Here are aerial views of the east side of the Great Pyramid. The color shows where to start looking.

What you will find are saw marks in the basalt paving stones on the east side of the great pyramid at Giza.

Here is a view from the ground.
Notice that the basalt pavers are irregular in thickness, and sometimes rounded on the bottom side. They were placed on top of blocks of tura limestone which had previously been fitted to the underlying bedrock. Apparently the basalt blocks were cut to level 'in situ' (after they had been put in place on the ground).
Here's a close up.
Notice how crisp and parallel the edges are. The quality of this work indicates that the blade was held completely steady. Apparently, cutting basalt was not so slow and arduous that extra cuts like these would have been avoided as being an unnecessary waste of time. There are several places where overcuts like these can be seen. If you find this spot, look around behind you to the north - there are several more within 30 ft. In one place you can find many vertical parallel saw cuts right next to each other.

In another place near those, you can see long saw cuts going through this hard rock very quickly. In most cases it can be seen that the cut is straight and clean with smooth, consistently parallel sides - even at the start of the cut. They show no trace of the 'walking' or wobble that might be expected of a long hand pulled blade as it starts into a hard material. That may be because these cuts were made as the blade was coming out of a cut above it and it was held firmly in place by the rock above it.

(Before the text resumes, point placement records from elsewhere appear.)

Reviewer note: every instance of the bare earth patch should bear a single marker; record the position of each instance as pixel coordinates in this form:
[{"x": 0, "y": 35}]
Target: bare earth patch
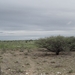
[{"x": 36, "y": 62}]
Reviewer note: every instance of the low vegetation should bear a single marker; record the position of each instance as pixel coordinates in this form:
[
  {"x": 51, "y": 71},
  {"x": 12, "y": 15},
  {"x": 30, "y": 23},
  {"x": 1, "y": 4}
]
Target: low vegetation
[
  {"x": 45, "y": 56},
  {"x": 57, "y": 44}
]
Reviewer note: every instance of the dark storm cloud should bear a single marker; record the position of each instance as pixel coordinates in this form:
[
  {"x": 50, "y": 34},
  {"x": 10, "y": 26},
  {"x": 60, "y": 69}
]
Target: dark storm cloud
[{"x": 29, "y": 18}]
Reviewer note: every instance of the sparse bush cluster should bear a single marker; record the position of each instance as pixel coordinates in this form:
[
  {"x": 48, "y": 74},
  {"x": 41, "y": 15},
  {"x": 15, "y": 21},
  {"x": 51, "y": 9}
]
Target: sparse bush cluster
[{"x": 57, "y": 43}]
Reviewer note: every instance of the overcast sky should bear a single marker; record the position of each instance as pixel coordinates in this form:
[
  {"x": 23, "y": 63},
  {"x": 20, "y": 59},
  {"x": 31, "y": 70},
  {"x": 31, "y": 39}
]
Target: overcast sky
[{"x": 32, "y": 19}]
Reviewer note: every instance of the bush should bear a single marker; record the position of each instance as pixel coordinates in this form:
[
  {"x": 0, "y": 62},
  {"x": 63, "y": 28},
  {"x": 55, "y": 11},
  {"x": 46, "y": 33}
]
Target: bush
[{"x": 55, "y": 44}]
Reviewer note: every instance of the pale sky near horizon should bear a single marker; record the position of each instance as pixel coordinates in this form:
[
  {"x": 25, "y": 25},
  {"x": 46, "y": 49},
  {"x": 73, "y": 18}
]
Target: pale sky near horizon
[{"x": 32, "y": 19}]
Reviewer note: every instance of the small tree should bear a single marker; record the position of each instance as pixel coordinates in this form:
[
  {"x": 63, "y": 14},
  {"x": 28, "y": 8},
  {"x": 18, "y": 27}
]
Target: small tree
[{"x": 54, "y": 44}]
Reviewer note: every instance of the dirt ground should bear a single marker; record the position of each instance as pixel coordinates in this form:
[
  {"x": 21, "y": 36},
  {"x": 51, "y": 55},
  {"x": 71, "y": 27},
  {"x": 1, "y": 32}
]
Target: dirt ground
[{"x": 36, "y": 62}]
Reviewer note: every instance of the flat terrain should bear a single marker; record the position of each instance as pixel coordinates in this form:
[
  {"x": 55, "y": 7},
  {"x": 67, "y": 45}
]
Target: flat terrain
[
  {"x": 36, "y": 62},
  {"x": 24, "y": 58}
]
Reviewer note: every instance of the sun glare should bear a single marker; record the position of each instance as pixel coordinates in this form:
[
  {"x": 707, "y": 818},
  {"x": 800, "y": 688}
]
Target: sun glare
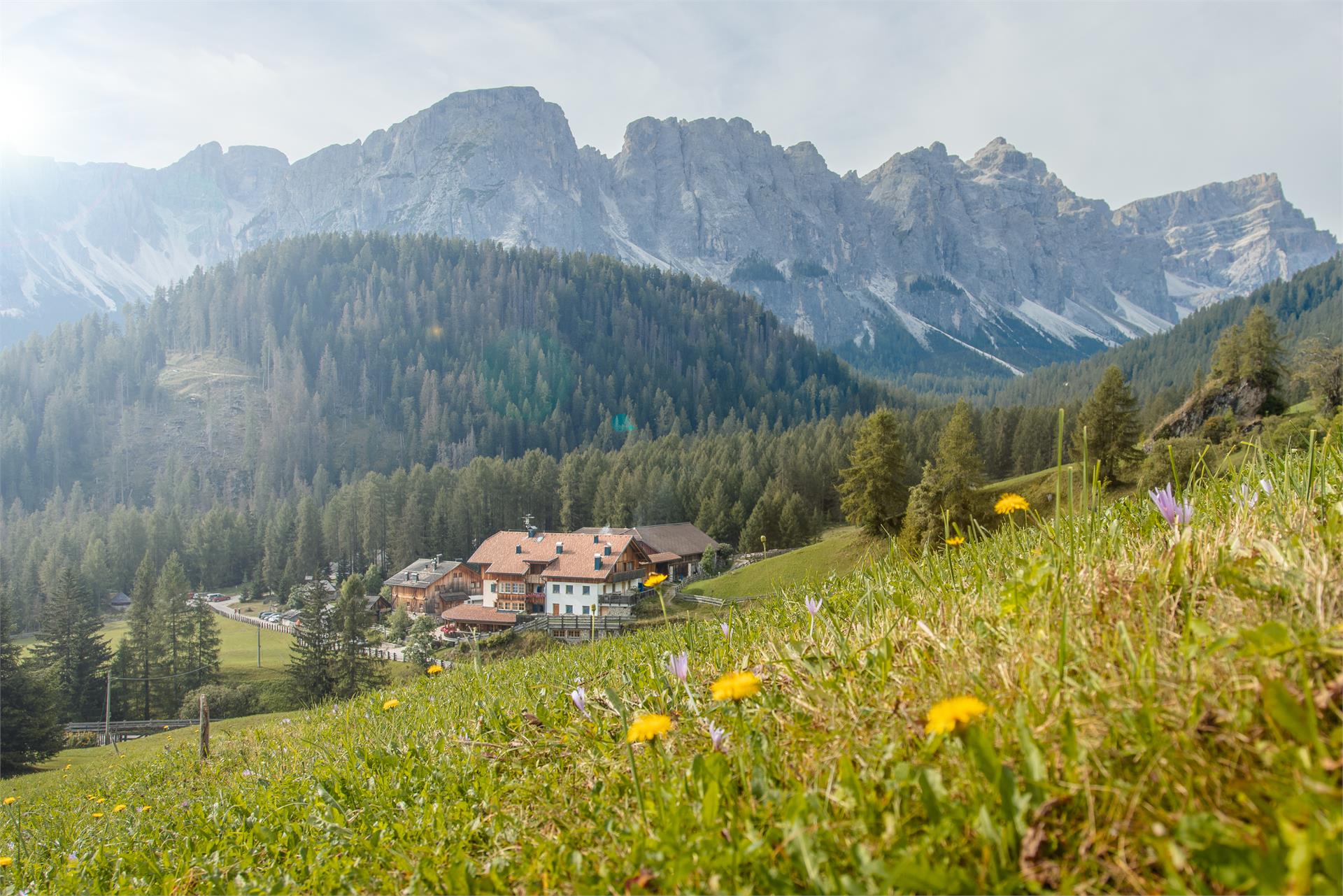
[{"x": 22, "y": 121}]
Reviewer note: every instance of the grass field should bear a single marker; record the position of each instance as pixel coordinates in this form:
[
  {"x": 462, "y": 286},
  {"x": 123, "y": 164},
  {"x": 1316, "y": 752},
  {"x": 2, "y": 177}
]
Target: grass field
[
  {"x": 839, "y": 553},
  {"x": 1116, "y": 706}
]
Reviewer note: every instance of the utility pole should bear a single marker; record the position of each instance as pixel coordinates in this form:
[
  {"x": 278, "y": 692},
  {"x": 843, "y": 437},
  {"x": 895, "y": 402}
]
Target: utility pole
[{"x": 106, "y": 713}]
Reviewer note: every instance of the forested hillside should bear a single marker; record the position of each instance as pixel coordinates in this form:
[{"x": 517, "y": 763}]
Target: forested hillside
[
  {"x": 369, "y": 353},
  {"x": 1162, "y": 369}
]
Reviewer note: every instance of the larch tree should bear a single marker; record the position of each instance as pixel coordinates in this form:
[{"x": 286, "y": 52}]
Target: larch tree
[
  {"x": 1108, "y": 425},
  {"x": 143, "y": 637},
  {"x": 71, "y": 649},
  {"x": 872, "y": 490}
]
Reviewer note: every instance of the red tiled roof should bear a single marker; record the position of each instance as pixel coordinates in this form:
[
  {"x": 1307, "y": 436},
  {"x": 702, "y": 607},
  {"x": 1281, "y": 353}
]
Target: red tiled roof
[{"x": 500, "y": 555}]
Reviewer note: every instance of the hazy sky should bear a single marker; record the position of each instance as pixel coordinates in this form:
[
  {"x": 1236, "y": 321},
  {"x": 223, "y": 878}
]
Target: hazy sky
[{"x": 1121, "y": 100}]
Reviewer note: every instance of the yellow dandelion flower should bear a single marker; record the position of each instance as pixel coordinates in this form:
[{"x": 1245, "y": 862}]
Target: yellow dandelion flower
[
  {"x": 953, "y": 715},
  {"x": 648, "y": 727},
  {"x": 737, "y": 685}
]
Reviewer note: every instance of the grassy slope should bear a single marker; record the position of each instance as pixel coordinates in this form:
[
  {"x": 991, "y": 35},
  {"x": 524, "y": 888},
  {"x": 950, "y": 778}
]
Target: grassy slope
[
  {"x": 1163, "y": 716},
  {"x": 839, "y": 553}
]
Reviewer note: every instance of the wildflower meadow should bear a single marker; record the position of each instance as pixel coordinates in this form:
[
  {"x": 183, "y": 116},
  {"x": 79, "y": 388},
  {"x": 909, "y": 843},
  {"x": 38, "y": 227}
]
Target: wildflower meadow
[{"x": 1139, "y": 695}]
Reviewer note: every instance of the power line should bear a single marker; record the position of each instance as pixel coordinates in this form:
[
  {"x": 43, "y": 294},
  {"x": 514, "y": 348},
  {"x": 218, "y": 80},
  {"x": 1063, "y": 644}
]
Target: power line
[{"x": 176, "y": 675}]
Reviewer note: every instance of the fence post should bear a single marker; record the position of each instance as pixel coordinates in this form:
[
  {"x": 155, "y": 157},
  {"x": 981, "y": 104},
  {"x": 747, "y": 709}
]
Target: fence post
[{"x": 204, "y": 728}]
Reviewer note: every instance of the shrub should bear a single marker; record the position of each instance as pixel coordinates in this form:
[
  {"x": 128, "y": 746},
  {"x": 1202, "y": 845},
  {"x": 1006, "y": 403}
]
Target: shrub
[{"x": 1283, "y": 433}]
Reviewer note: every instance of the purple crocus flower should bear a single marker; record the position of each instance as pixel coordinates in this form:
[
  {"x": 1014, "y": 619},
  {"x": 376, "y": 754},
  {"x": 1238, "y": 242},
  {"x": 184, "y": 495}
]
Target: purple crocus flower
[
  {"x": 1177, "y": 512},
  {"x": 579, "y": 697},
  {"x": 719, "y": 738},
  {"x": 678, "y": 665}
]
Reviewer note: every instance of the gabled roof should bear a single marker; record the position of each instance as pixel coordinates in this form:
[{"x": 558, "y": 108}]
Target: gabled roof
[
  {"x": 683, "y": 539},
  {"x": 511, "y": 553},
  {"x": 423, "y": 573},
  {"x": 469, "y": 613}
]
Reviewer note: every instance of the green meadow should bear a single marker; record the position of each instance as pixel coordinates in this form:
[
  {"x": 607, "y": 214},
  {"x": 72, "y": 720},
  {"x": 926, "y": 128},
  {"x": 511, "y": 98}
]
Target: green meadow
[{"x": 1160, "y": 712}]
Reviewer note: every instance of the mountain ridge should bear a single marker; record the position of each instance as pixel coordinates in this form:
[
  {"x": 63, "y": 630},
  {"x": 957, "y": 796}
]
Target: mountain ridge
[{"x": 928, "y": 259}]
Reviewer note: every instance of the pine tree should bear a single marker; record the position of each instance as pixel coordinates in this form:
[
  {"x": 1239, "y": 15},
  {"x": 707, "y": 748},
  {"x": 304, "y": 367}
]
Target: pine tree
[
  {"x": 1263, "y": 350},
  {"x": 176, "y": 624},
  {"x": 30, "y": 719},
  {"x": 71, "y": 649},
  {"x": 311, "y": 674},
  {"x": 143, "y": 639},
  {"x": 355, "y": 671},
  {"x": 1226, "y": 355},
  {"x": 203, "y": 648},
  {"x": 873, "y": 495},
  {"x": 1109, "y": 422},
  {"x": 959, "y": 467},
  {"x": 923, "y": 524}
]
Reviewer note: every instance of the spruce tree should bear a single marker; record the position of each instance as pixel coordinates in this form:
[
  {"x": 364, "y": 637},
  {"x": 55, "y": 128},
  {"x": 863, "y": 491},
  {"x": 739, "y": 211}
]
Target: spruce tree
[
  {"x": 311, "y": 674},
  {"x": 959, "y": 467},
  {"x": 176, "y": 625},
  {"x": 355, "y": 671},
  {"x": 1109, "y": 422},
  {"x": 144, "y": 639},
  {"x": 203, "y": 649},
  {"x": 1263, "y": 351},
  {"x": 30, "y": 719},
  {"x": 923, "y": 513},
  {"x": 71, "y": 649},
  {"x": 872, "y": 492}
]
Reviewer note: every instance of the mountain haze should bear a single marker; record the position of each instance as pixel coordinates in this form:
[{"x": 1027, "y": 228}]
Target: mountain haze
[{"x": 930, "y": 262}]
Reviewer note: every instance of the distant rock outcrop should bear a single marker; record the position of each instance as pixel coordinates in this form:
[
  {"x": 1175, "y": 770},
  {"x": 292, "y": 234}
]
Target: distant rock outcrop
[
  {"x": 986, "y": 264},
  {"x": 1246, "y": 402}
]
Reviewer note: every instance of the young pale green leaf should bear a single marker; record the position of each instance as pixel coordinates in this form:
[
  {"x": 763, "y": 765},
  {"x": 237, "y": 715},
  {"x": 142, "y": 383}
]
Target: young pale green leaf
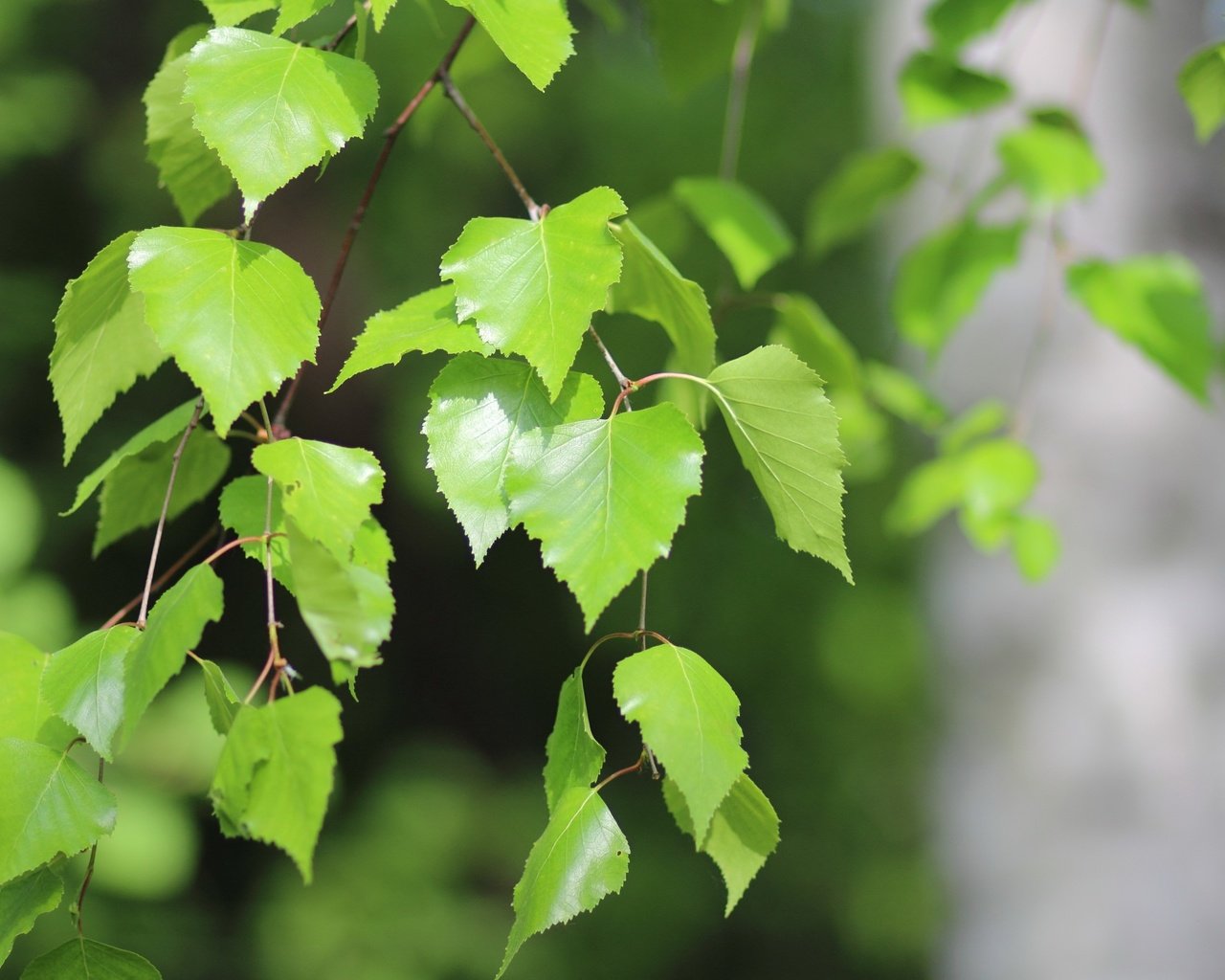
[
  {"x": 231, "y": 12},
  {"x": 276, "y": 770},
  {"x": 132, "y": 493},
  {"x": 22, "y": 901},
  {"x": 936, "y": 88},
  {"x": 746, "y": 230},
  {"x": 169, "y": 427},
  {"x": 954, "y": 22},
  {"x": 532, "y": 287},
  {"x": 223, "y": 703},
  {"x": 787, "y": 434},
  {"x": 945, "y": 276},
  {"x": 346, "y": 607},
  {"x": 856, "y": 196},
  {"x": 187, "y": 167},
  {"x": 1051, "y": 160},
  {"x": 479, "y": 411},
  {"x": 425, "y": 323},
  {"x": 49, "y": 806},
  {"x": 271, "y": 108},
  {"x": 175, "y": 625},
  {"x": 652, "y": 288},
  {"x": 83, "y": 683},
  {"x": 533, "y": 34},
  {"x": 581, "y": 858},
  {"x": 84, "y": 959},
  {"x": 574, "y": 757},
  {"x": 803, "y": 326},
  {"x": 326, "y": 489},
  {"x": 744, "y": 834},
  {"x": 1155, "y": 302},
  {"x": 101, "y": 345},
  {"x": 604, "y": 498},
  {"x": 23, "y": 712},
  {"x": 237, "y": 316},
  {"x": 687, "y": 716},
  {"x": 1202, "y": 82}
]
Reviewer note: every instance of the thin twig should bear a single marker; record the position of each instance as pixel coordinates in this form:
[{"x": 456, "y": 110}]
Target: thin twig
[
  {"x": 359, "y": 213},
  {"x": 166, "y": 508},
  {"x": 449, "y": 86}
]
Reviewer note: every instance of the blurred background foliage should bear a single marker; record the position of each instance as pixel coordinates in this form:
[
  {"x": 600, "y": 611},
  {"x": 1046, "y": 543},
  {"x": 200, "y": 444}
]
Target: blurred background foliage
[{"x": 438, "y": 795}]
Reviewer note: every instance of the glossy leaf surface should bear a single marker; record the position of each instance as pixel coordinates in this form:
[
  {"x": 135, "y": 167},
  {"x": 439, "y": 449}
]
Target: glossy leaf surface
[
  {"x": 604, "y": 498},
  {"x": 237, "y": 316},
  {"x": 532, "y": 287}
]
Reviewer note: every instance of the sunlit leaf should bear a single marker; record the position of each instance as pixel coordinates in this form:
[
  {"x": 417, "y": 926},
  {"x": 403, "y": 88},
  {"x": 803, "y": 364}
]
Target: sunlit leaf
[
  {"x": 857, "y": 193},
  {"x": 1155, "y": 302},
  {"x": 787, "y": 434},
  {"x": 532, "y": 287},
  {"x": 49, "y": 806},
  {"x": 479, "y": 411},
  {"x": 83, "y": 683},
  {"x": 272, "y": 108},
  {"x": 604, "y": 498},
  {"x": 101, "y": 345},
  {"x": 574, "y": 757},
  {"x": 743, "y": 835},
  {"x": 237, "y": 316},
  {"x": 687, "y": 716},
  {"x": 425, "y": 323},
  {"x": 935, "y": 88},
  {"x": 581, "y": 858},
  {"x": 275, "y": 773},
  {"x": 945, "y": 276},
  {"x": 746, "y": 230},
  {"x": 533, "y": 34}
]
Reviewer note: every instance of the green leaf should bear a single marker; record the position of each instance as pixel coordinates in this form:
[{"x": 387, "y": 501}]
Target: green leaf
[
  {"x": 604, "y": 498},
  {"x": 83, "y": 683},
  {"x": 22, "y": 901},
  {"x": 936, "y": 88},
  {"x": 49, "y": 806},
  {"x": 223, "y": 703},
  {"x": 744, "y": 834},
  {"x": 275, "y": 773},
  {"x": 326, "y": 489},
  {"x": 945, "y": 276},
  {"x": 1202, "y": 82},
  {"x": 787, "y": 434},
  {"x": 271, "y": 108},
  {"x": 1051, "y": 160},
  {"x": 168, "y": 428},
  {"x": 346, "y": 608},
  {"x": 532, "y": 287},
  {"x": 581, "y": 858},
  {"x": 533, "y": 34},
  {"x": 479, "y": 411},
  {"x": 652, "y": 288},
  {"x": 237, "y": 316},
  {"x": 101, "y": 345},
  {"x": 857, "y": 193},
  {"x": 574, "y": 757},
  {"x": 86, "y": 959},
  {"x": 1155, "y": 302},
  {"x": 132, "y": 494},
  {"x": 187, "y": 167},
  {"x": 746, "y": 230},
  {"x": 175, "y": 625},
  {"x": 425, "y": 323},
  {"x": 687, "y": 716},
  {"x": 954, "y": 22}
]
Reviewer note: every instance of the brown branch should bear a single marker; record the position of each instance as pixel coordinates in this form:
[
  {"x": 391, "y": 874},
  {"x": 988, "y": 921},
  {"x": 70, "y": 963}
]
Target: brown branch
[{"x": 359, "y": 213}]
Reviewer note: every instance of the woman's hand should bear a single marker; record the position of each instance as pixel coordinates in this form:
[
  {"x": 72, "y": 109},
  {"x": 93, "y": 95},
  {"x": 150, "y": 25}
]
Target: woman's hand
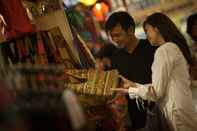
[
  {"x": 121, "y": 90},
  {"x": 127, "y": 83}
]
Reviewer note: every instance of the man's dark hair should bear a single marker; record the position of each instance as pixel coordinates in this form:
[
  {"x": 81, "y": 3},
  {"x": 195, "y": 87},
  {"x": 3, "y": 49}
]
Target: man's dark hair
[
  {"x": 190, "y": 22},
  {"x": 123, "y": 18},
  {"x": 106, "y": 51}
]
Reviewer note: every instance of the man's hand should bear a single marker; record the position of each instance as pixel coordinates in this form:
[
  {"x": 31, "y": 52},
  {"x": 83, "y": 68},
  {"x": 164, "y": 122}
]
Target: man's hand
[
  {"x": 127, "y": 83},
  {"x": 121, "y": 90}
]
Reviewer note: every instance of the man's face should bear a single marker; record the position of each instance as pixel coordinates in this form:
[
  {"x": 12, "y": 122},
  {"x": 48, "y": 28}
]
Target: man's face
[{"x": 120, "y": 36}]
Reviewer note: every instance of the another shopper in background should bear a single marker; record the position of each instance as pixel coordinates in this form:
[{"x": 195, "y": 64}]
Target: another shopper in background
[
  {"x": 133, "y": 58},
  {"x": 192, "y": 31},
  {"x": 170, "y": 86}
]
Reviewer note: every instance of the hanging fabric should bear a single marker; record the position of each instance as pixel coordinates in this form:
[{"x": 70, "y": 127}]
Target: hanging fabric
[
  {"x": 86, "y": 57},
  {"x": 15, "y": 17}
]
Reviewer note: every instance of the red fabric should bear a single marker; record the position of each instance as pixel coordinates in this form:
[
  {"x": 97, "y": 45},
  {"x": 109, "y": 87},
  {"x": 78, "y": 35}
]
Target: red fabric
[{"x": 15, "y": 17}]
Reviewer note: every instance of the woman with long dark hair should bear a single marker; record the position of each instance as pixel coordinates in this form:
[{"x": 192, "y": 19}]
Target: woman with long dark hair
[{"x": 170, "y": 86}]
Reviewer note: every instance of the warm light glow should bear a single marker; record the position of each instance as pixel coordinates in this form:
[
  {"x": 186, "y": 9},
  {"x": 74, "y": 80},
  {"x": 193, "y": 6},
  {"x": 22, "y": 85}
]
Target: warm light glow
[
  {"x": 100, "y": 11},
  {"x": 88, "y": 2},
  {"x": 98, "y": 6}
]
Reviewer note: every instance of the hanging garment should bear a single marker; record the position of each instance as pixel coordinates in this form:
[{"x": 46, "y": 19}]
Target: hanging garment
[
  {"x": 15, "y": 17},
  {"x": 86, "y": 58}
]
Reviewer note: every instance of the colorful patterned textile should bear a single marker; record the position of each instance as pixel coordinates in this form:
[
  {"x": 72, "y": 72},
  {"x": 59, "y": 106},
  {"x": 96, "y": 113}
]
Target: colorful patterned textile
[
  {"x": 15, "y": 17},
  {"x": 94, "y": 82},
  {"x": 85, "y": 55}
]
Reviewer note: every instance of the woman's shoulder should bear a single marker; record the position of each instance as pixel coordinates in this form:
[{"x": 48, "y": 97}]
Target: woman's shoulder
[{"x": 169, "y": 47}]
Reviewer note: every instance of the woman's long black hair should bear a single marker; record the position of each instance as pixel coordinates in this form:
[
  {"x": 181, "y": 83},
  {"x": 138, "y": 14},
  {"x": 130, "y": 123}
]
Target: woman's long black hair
[{"x": 169, "y": 32}]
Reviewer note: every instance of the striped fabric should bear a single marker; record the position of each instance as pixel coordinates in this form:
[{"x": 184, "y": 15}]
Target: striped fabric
[{"x": 97, "y": 82}]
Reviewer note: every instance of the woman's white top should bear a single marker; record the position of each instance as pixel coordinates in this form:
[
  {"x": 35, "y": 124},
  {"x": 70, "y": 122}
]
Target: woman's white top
[{"x": 171, "y": 82}]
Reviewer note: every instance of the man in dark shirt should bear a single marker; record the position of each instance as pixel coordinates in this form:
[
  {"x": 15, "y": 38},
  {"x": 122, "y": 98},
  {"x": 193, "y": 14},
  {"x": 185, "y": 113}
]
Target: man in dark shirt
[{"x": 133, "y": 59}]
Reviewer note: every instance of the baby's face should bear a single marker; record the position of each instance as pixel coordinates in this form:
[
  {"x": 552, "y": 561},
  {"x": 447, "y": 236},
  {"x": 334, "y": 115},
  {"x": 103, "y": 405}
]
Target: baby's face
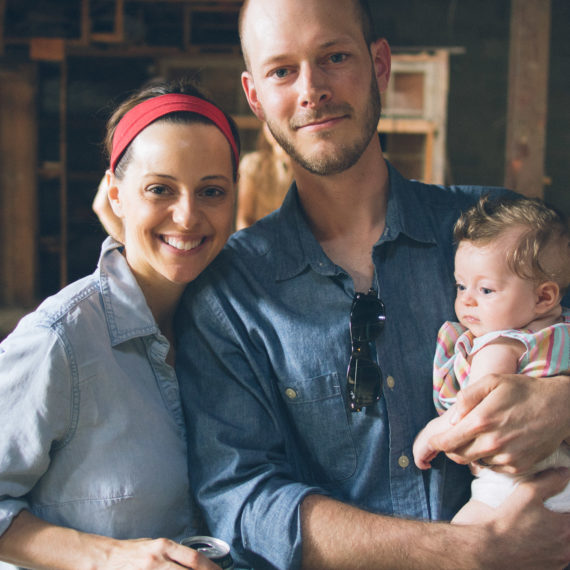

We know that the sarcophagus or stone box in the king's chamber of the Great Pyramid was cut with a very large saw - longer than the box - perhaps 8 or 9 feet. The marks on the bottom of the box were discovered and described by W.I. Flinders Petrie [The Pyramids and Temples of Gizeh]. He also described an apparent error in cutting that went off the mark for several inches before the workers noticed/bothered to back out the saw from the cut and start over. We don't know what the saw blade was made of, whether it had teeth or if they used abrasives . These questions could perhaps be answered after microscopic examination of the cut marks by contemporary specialists in manufacturing technology.